Heer teilt mit, er wolle eine Stellungnahme „zur Vorbereitung von Anträgen“ einholen – ein mögliches Zeichen, dass er und seine Kollegen Anja Sturm und Wolfgang Stahl einen neuen Absetzungsantrag gegen Götzl planen. Doch dabei käme ihnen wohl ein mittlerweile altes Problem in die Quere.

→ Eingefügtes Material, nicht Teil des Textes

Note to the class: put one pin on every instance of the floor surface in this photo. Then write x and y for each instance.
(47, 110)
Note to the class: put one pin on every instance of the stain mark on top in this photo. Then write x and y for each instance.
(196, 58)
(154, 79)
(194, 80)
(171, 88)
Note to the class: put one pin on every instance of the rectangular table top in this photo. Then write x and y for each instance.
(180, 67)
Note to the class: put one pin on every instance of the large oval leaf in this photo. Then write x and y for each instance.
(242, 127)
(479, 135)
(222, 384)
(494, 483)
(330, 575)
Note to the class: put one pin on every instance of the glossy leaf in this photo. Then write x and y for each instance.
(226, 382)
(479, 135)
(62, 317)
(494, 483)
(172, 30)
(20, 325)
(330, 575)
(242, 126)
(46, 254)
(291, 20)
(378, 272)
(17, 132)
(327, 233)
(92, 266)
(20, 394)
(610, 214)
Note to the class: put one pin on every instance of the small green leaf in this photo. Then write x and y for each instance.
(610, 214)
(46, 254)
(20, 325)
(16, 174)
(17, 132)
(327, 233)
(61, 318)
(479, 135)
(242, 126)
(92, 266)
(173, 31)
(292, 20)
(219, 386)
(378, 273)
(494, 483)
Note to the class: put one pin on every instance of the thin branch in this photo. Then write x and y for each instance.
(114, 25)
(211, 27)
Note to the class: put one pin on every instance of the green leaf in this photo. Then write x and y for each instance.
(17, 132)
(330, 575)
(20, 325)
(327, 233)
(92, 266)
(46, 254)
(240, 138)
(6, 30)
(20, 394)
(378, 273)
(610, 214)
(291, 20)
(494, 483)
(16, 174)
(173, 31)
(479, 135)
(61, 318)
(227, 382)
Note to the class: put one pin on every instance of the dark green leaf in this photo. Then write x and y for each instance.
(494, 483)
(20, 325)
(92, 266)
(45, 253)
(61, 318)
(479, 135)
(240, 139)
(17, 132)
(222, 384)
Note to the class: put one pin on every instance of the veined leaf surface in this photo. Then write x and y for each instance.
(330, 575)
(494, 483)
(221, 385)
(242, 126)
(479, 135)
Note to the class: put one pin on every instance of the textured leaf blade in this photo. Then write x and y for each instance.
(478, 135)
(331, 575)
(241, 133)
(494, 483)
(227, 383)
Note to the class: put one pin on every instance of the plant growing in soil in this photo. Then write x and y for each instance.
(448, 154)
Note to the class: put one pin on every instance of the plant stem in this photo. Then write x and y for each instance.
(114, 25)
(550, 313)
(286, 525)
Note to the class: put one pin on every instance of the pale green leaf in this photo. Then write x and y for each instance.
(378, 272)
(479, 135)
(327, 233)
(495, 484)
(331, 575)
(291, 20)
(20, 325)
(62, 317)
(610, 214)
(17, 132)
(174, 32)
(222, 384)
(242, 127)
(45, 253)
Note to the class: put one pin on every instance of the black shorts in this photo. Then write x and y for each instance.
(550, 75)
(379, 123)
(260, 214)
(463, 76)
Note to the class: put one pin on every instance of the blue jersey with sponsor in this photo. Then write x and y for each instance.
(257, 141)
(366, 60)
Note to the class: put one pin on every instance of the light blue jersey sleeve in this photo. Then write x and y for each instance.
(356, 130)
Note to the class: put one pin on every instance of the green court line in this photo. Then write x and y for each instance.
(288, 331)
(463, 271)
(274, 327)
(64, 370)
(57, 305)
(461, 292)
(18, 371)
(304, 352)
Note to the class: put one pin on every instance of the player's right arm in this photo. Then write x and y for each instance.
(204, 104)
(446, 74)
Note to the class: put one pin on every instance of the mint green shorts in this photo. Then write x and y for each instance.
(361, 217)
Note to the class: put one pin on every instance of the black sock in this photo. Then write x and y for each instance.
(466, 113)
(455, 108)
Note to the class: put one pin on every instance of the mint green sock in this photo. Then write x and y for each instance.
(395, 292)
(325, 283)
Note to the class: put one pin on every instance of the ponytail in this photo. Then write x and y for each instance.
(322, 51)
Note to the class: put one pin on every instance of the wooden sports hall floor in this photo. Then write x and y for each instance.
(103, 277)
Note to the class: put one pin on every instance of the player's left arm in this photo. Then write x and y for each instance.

Denn die Zschäpe-Verteidigung ist nach wie vor zerstritten. Auf der einen Seite stehen Heer, Stahl und Sturm, auf der anderen die Angeklagte und ihr selbst dazugewählter Verteidiger Mathias Grasel. Sichtbare Kommunikation zwischen beiden Lagern gibt es nicht. Und ohne eine Zustimmung der Mandantin können die Anwälte keinen Misstrauensantrag gegen den Richter stellen.

Dafür wird der Riss ein weiteres Mal deutlich. Nach dem Antrag meldet sich Grasel zu Wort: Seine Mandantin und er würden Heers Gesuch nicht kennen. „Es gibt Bedingungen, die das nicht zulassen“, kontert Heer. Als Götzl ihn nach dem Grund fragt, erinnert Heer an die mehrtägige Prozesspause, in der sich Grasel kurz nach seiner Berufung im Sommer in den Verfahrensstoff einarbeiten sollte. „Diese Einarbeitung hat nie stattgefunden. Soviel dazu.“

Grasel antwortet, der Anwurf sei „haltlos“, zudem habe es ein Gespräch aller Verteidiger in seiner Münchner Kanzlei gegeben. Allerdings hätten ihm die angestammten drei Kollegen nicht ihre Mitschriften aus dem Prozess überlassen. Heer schießt zurück, der Wortwechsel sei „an Würdelosigkeit nicht zu überbieten“.

Offensichtlich sind die Konflikte auf der Anklagebank auch ohne öffentliche Betrachtung der letzten Zeit weitergegärt. Wenn die Verteidiger nach der Beweisaufnahme ein überzeugendes Plädoyer für Zschäpe halten sollen – und es ist fraglich, wer aus der zerstrittenen Riege das tun soll –, dürften die nächsten großen Schwierigkeiten auftauchen. Die Unregelmäßigkeiten in der Nebenklage werden dann nicht weiter ins Gewicht fallen.